Table of Contents

Class TrainingMemoryManager<T>

Namespace
AiDotNet.Training.Memory
Assembly
AiDotNet.dll

Manages memory optimization during neural network training including gradient checkpointing, activation pooling, and model sharding.

public class TrainingMemoryManager<T> : IDisposable

Type Parameters

T

The numeric type used for calculations.

Inheritance
TrainingMemoryManager<T>
Implements
Inherited Members

Remarks

For Beginners: This manager helps you train larger neural networks by:

  1. Gradient Checkpointing: Saves memory by recomputing activations during backward pass
  2. Activation Pooling: Reuses tensor memory to reduce garbage collection
  3. Model Sharding: Distributes layers across multiple GPUs

Example usage:

var config = TrainingMemoryConfig.MemoryEfficient();
var memoryManager = new TrainingMemoryManager<float>(config, network.Layers);

// During training
foreach (var layer in layers)
{
    if (memoryManager.ShouldCheckpoint(layerIndex))
    {
        output = memoryManager.ForwardWithCheckpoint(layer, input);
    }
    else
    {
        output = layer.Forward(input);
    }
}

Constructors

TrainingMemoryManager(TrainingMemoryConfig?, IEnumerable<ILayer<T>>?)

Initializes a new instance of the TrainingMemoryManager.

public TrainingMemoryManager(TrainingMemoryConfig? config = null, IEnumerable<ILayer<T>>? layers = null)

Parameters

config TrainingMemoryConfig

Memory configuration.

layers IEnumerable<ILayer<T>>

Optional layers for model sharding.

Properties

Config

Gets the memory configuration.

public TrainingMemoryConfig Config { get; }

Property Value

TrainingMemoryConfig

IsCheckpointingEnabled

Gets whether gradient checkpointing is enabled.

public bool IsCheckpointingEnabled { get; }

Property Value

bool

IsPoolingEnabled

Gets whether activation pooling is enabled.

public bool IsPoolingEnabled { get; }

Property Value

bool

IsShardingEnabled

Gets whether model sharding is enabled.

public bool IsShardingEnabled { get; }

Property Value

bool

PoolStats

Gets pool statistics if activation pooling is enabled.

public ActivationPoolStats?
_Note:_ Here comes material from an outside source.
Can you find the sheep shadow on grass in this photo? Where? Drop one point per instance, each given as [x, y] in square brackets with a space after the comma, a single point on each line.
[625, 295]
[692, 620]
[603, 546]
PoolStats { get; }

Property Value

ActivationPoolStats

Methods

BackwardSequence(IReadOnlyList<ILayer<T>>, Tensor<T>)

Performs backward pass through multiple layers with recomputation.

public Tensor<T> BackwardSequence(IReadOnlyList<ILayer<T>> layers, Tensor<T> outputGradient)

Parameters

layers IReadOnlyList<ILayer<T>>

Layers in forward order.

outputGradient Tensor<T>

Final output gradient.

Returns

Tensor<T>

Gradient with respect to initial input.

BackwardWithRecompute(ILayer<T>, Tensor<T>, int)

Performs backward pass, recomputing activations from checkpoints.

public Tensor<T> BackwardWithRecompute(ILayer<T> layer, Tensor<T> outputGradient, int layerIndex)

Parameters

layer ILayer<T>

The layer to backpropagate through.

outputGradient Tensor<T>

Gradient from the next layer.

layerIndex int

Index of this layer.

Returns

Tensor<T>

Gradient with respect to input.

ClearCheckpoints()

Clears all stored checkpoints to free memory.

public void ClearCheckpoints()

ComputeCheckpointIndices(int, IReadOnlyList<string>?)

Determines which layers should be checkpointed based on configuration.

public void ComputeCheckpointIndices(int totalLayers, IReadOnlyList<string>? layerTypes = null)

Parameters

totalLayers int

Total number of layers in the network.

layerTypes IReadOnlyList<string>

Optional list of layer type names for smart checkpointing.

Dispose()

Disposes resources used by the memory manager.

public void Dispose()

EstimateMemorySavings(long, int, int)

Estimates memory savings from current configuration.

public MemorySavingsEstimate EstimateMemorySavings(long modelParameters, int batchSize, int sequenceLength = 512)

Parameters

modelParameters long

Total number of model parameters.

batchSize int

Training batch size.

sequenceLength int

Sequence length (for transformers).

Returns

MemorySavingsEstimate

Estimated memory savings information.

ForwardSequence(IEnumerable<ILayer<T>>, Tensor<T>)

Performs forward pass through multiple layers with checkpointing.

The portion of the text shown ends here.